You can find the buttercup almost everywhere in Europe, in meadows as in fresh woods. It can even be found on the roadside at 2000m altitude in some places.

The buttercup is appreciated by children who have fun bringing it closer to their face to produce a yellow reflection on their skin. This reflection, which recalls the color of butter, explains the German and English appellations of the buttercup - "Butterblume" and "buttercup" -, the root "" butter "" meaning butter in both languages.

Plantation of the buttercup

Very popular in regions like Scotland, the flower buttercup is cultivated there in very wet grounds. The leaves are then less important, but the flowers often larger.

The buttercup appreciates humus soils and supports both a partial shade exposure and an exposure to full sun.

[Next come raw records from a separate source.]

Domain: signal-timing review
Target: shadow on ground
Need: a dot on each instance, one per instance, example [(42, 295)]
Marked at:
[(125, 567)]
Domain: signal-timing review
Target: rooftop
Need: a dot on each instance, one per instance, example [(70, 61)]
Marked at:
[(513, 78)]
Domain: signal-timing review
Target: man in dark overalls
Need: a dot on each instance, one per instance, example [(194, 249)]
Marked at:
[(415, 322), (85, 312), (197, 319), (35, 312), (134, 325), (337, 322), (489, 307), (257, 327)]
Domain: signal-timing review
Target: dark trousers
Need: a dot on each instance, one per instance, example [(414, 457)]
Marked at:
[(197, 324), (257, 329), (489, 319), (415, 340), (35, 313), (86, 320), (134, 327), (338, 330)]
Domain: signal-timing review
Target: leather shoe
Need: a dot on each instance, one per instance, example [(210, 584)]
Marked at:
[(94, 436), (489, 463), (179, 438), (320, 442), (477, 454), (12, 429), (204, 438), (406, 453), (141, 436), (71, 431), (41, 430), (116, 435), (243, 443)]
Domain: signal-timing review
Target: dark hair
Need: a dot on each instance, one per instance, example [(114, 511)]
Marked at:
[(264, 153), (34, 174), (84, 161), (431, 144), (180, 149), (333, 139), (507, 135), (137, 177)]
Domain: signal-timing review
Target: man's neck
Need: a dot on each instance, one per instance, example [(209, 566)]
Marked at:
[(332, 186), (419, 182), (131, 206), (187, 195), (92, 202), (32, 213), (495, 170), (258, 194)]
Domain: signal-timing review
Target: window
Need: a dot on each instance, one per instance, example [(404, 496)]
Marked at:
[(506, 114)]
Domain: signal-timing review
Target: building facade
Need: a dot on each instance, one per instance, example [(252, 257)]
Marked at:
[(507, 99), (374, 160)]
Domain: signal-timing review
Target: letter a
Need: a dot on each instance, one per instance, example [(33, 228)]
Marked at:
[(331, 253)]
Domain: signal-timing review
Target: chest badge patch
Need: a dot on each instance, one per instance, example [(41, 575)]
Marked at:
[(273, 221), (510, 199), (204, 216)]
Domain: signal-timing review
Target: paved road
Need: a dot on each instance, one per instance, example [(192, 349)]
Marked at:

The buttercup easily reproduces by sowing. This is usually done in February and March, in order to have a first flowering in the spring.

Maintenance of the buttercup

The buttercup flowers between May and September. It is a rustic plant, which tolerates temperatures up to -20 ° C.

In the pond, be sure to remove the faded flowers as you go to enjoy longer flowering. Do the same with the leaves to prevent them from polluting the water in your pond by decomposing. If the buttercups become too invasive, it is possible to get rid of them through manual uprooting or the use of weed killer.

Diseases and pests of the buttercup

Among the pests that attack at the buttercup, we find slugs, snails and aphids.

This flower can also be affected by powdery mildew. This is not characterized by whitening foliage. When the first signs of the disease appear, remove the affected plants and burn them to slow the progression of the disease in your garden.

Is the buttercup a poisonous plant?

Like the buttercup of our meadows, the buttercup swamp is toxic because of the anemonine it produces. It is advisable to wear gloves to handle it so as not to irritate the skin. Indeed, it can cause blisters or reddening in case of contact.

When consumed at maturity, the buttercup flower causes inflammation of the throat and digestive system, which is why breeders fear the ingestion of buttercup by their cattle. The scoundrel buttercup and the thora buttercup are the most toxic varieties. Young shoots are rich in vitamin C and can be eaten.